И тут я начал заводиться. Что же касается политики, то да, совершенно верно, мне нравится мир идей, и я не вижу в этом ничего плохого. Другие люди имеют право соглашаться со мной или не соглашаться и даже спорить. Да, действительно, с рабочими я чувствую себя не в своей тарелке, но это вовсе не значит, что я их презираю. Это просто чушь какая-то. И я вполне пойму, если и они в моем обществе будут чувствовать себя не лучшим образом. А если говорить о моих чувствах к ней, то да, я человек не бог весть какой эмоциональный, но это не значит, что я ничего не чувствую. Просто меня так воспитали. И если она хочет знать, я ее люблю больше, чем когда-либо смогу выразить, вот, и если я недостаточно часто ей об этом говорю, что ж, мне очень жаль, и в будущем я, черт подери, обещаю делать это чаще, хоть каждый божий день, если потребуется.

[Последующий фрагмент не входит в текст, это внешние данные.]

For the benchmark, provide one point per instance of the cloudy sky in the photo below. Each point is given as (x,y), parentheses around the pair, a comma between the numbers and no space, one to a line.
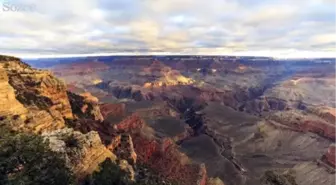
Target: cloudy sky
(281,28)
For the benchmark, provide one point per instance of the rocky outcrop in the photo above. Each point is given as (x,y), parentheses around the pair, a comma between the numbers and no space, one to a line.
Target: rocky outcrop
(115,110)
(165,159)
(34,100)
(83,152)
(122,146)
(85,106)
(331,155)
(131,124)
(215,181)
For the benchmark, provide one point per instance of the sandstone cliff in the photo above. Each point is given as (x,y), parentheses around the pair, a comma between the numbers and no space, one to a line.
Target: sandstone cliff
(34,100)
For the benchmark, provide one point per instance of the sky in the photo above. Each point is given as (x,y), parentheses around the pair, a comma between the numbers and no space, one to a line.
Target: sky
(277,28)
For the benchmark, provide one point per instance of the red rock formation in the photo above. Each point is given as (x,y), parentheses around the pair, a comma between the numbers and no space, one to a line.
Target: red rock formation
(109,109)
(130,124)
(165,159)
(39,98)
(322,128)
(331,155)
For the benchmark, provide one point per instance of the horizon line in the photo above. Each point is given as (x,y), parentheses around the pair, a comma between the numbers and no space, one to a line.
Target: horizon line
(279,55)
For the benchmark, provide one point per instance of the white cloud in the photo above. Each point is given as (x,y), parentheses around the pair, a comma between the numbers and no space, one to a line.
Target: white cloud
(267,27)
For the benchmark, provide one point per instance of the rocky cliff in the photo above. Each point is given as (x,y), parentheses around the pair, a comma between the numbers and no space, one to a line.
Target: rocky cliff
(34,100)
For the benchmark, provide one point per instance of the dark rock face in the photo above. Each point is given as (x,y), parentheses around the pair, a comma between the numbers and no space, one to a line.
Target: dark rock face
(243,116)
(85,108)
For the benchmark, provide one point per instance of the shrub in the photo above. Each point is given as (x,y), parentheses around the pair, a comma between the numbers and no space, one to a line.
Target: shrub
(26,159)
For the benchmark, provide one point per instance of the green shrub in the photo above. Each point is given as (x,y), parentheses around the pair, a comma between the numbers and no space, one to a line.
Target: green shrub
(25,159)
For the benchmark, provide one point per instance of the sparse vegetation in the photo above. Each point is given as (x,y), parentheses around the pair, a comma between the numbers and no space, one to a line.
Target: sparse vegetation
(25,159)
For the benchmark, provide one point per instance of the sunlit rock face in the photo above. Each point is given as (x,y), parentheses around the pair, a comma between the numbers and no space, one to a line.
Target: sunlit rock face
(252,116)
(34,99)
(83,152)
(331,155)
(85,106)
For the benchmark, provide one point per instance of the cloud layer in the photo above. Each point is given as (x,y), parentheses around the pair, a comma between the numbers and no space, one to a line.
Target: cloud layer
(259,27)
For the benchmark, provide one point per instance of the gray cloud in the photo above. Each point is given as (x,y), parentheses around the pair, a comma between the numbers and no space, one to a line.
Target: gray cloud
(271,27)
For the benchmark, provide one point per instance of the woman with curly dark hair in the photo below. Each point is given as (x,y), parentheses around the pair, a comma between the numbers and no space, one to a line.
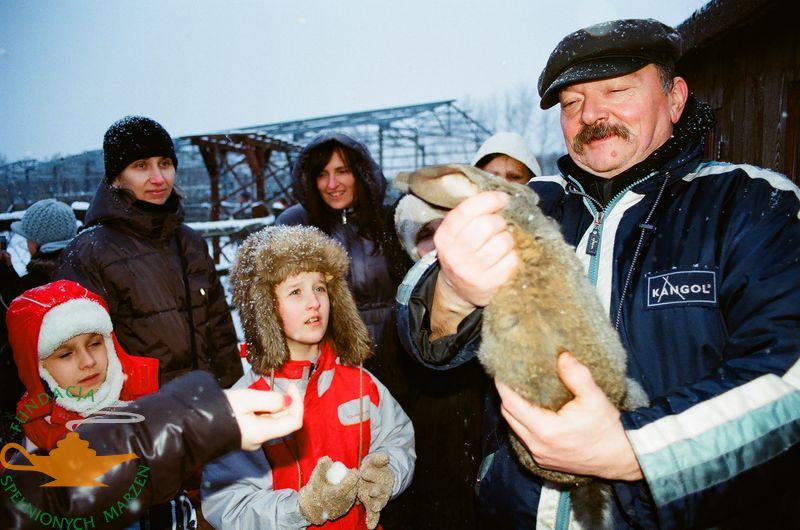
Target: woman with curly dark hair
(340,189)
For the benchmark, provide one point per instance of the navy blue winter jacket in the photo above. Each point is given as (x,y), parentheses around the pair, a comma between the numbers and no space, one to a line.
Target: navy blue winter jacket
(698,265)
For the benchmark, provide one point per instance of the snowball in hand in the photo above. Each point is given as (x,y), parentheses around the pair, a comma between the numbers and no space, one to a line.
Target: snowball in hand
(336,473)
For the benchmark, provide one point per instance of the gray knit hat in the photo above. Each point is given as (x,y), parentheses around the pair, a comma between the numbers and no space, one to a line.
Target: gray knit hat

А потом произошло нечто удивительное. Собственно, даже две удивительные вещи произошли одновременно. Пока я все это говорил, подошел поезд, с грохотом и скрежетом, в жутких облаках дыма и пара. И как только он остановился, Джун разрыдалась, обняла меня и сообщила мне новость, что она беременна, и когда она держала в руках эту крошечную зверушку, то вдруг почувствовала ответственность не только за ту жизнь, которая сейчас зреет у нее внутри, но и за всякую жизнь вообще, и что, позволив мне убить стрекозу, она совершила ужасную ошибку, и теперь она уверена, что природа ей этого не простит и с ребенком случится что-то страшное. Поезд ушел, а мы все стояли, обнявшись, на перроне. Меня так и распирало от желания пуститься в пляс по всей платформе от радости, но я как последний дурак пытался втолковать Джун учение Дарвина и успокоить ее, объяснив ей на пальцах, что самой логикой вещей никакая такая месть со стороны природы попросту не предусмотрена и что с ребенком нашим ничего не случится…
— С Дженни.
— Ну да, конечно, это была Дженни.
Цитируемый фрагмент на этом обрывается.